OperationSyntaxNotes
Create (literal)[[1,2],[3,4]]A list of lists — rectangular ONLY if you keep row lengths consistent
Create a true 2D grid safely[[0]*cols for _ in range(rows)]List comprehension — each row is independent (see Gotchas)
Access an elementgrid[row][col]Outer index first, then inner
Number of rowslen(grid)Outer list length
Length of a specific rowlen(grid[i])Only the same as len(grid[0]) if rectangular
Iterate every elementfor row in grid:
    for x in row:
No index variables needed
Total element countsum(len(row) for row in grid)Works whether rectangular or jagged
Pair up two parallel rowszip(row_a, row_b)Cleaner than index-based pairing
Check if truly rectangularlen(set(len(r) for r in grid)) == 1True only if every row is the same length
⚠ Gotchas for Java / JavaScript Programmers:

"2D list" is not enforced — it's just a convention you have to maintain yourself — unlike Java's int[][], Python will happily let row lengths drift apart, which is exactly what happened in this week's class material with the nums example. If your code assumes every row is the same length (e.g. using len(grid[0]) as "the" row length for all rows), a jagged list will silently produce wrong results rather than an error.

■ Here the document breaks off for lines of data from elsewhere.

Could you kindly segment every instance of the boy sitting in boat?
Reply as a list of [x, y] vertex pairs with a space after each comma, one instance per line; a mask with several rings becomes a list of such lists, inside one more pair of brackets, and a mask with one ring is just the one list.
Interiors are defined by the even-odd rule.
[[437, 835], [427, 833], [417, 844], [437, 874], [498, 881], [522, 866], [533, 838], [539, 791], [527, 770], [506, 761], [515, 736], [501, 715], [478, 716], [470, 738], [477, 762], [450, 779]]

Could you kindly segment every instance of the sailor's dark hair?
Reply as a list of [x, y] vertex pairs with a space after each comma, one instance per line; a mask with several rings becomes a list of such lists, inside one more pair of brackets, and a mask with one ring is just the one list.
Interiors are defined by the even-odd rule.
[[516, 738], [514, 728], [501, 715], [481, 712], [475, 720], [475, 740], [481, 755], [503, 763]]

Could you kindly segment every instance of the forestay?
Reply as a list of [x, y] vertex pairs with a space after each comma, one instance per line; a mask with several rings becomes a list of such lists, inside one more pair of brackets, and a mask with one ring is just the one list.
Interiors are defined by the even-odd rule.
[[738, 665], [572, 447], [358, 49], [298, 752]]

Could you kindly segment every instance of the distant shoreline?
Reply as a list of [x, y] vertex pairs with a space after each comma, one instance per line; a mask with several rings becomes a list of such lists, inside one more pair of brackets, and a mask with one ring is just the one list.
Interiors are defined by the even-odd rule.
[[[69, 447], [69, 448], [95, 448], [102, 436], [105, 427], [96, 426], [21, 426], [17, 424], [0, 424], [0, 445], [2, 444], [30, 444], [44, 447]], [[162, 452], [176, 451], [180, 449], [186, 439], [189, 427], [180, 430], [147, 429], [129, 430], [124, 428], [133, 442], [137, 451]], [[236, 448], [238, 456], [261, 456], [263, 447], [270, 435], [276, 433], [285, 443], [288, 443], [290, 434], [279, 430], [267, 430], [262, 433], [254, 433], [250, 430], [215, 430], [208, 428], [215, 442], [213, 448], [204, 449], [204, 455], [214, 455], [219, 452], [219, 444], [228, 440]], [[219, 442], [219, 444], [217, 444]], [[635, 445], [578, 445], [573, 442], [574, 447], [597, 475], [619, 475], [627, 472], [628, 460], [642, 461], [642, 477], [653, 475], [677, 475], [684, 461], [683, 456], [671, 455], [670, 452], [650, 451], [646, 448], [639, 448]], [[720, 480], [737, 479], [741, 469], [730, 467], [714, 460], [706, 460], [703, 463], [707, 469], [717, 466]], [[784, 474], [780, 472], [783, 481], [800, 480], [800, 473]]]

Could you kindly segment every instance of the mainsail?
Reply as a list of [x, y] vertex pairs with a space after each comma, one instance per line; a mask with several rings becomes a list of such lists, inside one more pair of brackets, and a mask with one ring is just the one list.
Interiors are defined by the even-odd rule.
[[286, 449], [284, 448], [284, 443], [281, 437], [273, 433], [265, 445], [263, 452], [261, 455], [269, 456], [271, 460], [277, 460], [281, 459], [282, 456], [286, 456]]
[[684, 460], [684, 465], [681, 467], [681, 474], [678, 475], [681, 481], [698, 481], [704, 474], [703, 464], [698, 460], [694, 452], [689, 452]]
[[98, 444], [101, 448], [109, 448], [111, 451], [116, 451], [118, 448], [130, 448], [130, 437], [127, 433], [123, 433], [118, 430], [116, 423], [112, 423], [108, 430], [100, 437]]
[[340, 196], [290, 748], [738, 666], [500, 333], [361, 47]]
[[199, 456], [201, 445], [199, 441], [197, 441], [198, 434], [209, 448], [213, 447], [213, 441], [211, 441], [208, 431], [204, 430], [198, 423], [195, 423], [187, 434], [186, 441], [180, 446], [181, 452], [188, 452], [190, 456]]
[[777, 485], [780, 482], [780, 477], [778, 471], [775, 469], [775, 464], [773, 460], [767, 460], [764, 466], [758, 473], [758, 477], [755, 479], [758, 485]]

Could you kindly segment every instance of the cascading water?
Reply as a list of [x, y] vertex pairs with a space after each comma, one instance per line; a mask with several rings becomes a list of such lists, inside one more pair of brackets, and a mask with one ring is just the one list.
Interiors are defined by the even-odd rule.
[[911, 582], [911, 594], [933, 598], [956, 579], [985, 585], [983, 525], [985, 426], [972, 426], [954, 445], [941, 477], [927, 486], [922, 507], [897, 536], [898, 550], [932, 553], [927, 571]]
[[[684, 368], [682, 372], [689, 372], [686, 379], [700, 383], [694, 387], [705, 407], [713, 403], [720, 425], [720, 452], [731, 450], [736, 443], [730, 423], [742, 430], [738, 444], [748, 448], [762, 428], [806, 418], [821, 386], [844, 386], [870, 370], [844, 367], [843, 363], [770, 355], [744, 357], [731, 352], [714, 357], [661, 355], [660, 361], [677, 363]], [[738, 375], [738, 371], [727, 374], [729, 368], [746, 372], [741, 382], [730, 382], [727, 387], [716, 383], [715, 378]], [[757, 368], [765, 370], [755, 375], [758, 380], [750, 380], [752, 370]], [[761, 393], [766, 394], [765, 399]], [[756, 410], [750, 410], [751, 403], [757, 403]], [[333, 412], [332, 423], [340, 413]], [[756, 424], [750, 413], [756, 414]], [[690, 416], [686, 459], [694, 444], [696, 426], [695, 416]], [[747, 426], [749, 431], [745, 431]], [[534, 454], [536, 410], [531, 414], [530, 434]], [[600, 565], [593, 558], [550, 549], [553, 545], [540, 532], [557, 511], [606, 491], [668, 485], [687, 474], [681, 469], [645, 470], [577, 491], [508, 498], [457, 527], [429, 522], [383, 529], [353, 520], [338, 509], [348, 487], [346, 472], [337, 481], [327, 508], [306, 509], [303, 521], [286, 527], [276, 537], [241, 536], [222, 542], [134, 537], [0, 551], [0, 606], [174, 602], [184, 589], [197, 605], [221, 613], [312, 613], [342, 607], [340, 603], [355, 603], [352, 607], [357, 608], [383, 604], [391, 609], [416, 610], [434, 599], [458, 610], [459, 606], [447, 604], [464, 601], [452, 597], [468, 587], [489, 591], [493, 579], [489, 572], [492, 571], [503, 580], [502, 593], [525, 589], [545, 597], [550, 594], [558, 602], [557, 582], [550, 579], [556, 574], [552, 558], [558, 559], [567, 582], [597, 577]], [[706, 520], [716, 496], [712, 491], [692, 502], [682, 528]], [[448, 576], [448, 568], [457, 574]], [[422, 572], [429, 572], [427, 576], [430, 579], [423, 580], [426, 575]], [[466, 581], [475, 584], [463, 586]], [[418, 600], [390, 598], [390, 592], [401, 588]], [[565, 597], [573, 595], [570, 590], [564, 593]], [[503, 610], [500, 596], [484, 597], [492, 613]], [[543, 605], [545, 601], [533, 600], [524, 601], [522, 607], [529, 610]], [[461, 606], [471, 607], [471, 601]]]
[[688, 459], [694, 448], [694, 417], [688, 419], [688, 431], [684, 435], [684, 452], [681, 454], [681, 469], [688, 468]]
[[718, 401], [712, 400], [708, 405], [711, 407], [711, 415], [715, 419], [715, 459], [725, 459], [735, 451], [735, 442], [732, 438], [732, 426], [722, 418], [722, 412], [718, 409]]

[[0] * cols] * rows is a classic trap — this creates ONE inner list, then repeats the same REFERENCE to it rows times. Changing board[0][0] changes every row's first element, because they're all secretly the same list. Always build rows independently with a list comprehension: [[0]*cols for _ in range(rows)].

Mixing up rows and columnsgrid[i][j] means row i, column j — easy to flip by accident, especially when porting logic from a language where you write grid[i, j] instead. There's no compiler to catch the mistake; it'll just read/write the wrong cell silently.